WITH climate scientists ringing the alarm bell and warning us of the devastation we can expect if we don’t act now, most of us are wondering what we can personally change that will make a dent in the juggernaut of climate change.

A common suggestion to do our bit in helping the environment is to cut out meat from our diet. We hear a lot about the damaging effects of livestock farming and the lasting impact this has on the climate. But is true? And would it really help if I give up meat?

The short answer is, yes and yes.

What’s the damage?

The latest climate report from the IPCC has some stark warnings. It says the world must keep warming below 1.5 degrees Celsius or face devastating impacts, such as impacts include stronger storms, more erratic weather, dangerous heat waves, rising seas, and largescale disruption to infrastructure and migration patterns.
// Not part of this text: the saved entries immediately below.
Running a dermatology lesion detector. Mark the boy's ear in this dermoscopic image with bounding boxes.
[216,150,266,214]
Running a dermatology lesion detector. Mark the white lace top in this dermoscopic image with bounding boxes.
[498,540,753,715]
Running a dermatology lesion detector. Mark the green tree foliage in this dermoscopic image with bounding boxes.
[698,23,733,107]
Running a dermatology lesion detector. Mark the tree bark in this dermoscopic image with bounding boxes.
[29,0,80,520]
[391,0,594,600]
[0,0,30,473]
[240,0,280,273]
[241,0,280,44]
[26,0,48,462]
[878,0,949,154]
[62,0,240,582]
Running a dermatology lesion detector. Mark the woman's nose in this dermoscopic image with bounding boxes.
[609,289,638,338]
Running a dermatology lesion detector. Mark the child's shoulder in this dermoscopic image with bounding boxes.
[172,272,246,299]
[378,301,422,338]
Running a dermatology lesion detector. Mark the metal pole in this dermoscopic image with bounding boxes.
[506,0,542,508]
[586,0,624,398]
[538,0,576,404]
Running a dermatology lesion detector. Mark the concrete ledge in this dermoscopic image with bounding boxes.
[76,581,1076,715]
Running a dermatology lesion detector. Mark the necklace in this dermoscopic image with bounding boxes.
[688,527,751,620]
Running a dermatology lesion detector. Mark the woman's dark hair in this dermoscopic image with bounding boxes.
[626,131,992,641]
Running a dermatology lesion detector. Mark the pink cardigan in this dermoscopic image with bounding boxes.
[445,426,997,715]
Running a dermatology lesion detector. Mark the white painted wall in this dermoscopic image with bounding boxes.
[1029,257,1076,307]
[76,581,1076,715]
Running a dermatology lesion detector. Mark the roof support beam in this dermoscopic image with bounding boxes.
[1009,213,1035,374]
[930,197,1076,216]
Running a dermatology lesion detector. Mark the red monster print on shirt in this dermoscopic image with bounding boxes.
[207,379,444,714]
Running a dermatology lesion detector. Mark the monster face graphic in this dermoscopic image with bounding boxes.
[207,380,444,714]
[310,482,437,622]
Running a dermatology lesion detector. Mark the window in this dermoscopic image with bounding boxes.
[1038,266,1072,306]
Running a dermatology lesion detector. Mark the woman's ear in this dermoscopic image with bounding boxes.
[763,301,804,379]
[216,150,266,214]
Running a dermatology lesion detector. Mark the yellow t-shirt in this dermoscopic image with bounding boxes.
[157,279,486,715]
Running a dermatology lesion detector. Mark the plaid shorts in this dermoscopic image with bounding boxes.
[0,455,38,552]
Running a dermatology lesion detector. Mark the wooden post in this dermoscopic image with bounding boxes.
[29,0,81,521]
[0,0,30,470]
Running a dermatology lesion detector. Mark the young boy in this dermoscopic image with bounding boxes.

SEE ALSO: This is not a drill: Our final call to save the planet from rising temperatures

Agriculture of all types is a major driver in this, producing greenhouse gases (GHG) that cause the warming. But meat production is a special evil, with beef being the most environmentally damaging of them all.

While it is hard to predict the exact amount of GHG produced from livestock farming, a study from the UN Food and Agriculture Organisation (FAO) estimates it makes up around 18 percent of human-produced emissions worldwide. This is more than all emissions from ships, planes, trucks, cars and all other transport put together.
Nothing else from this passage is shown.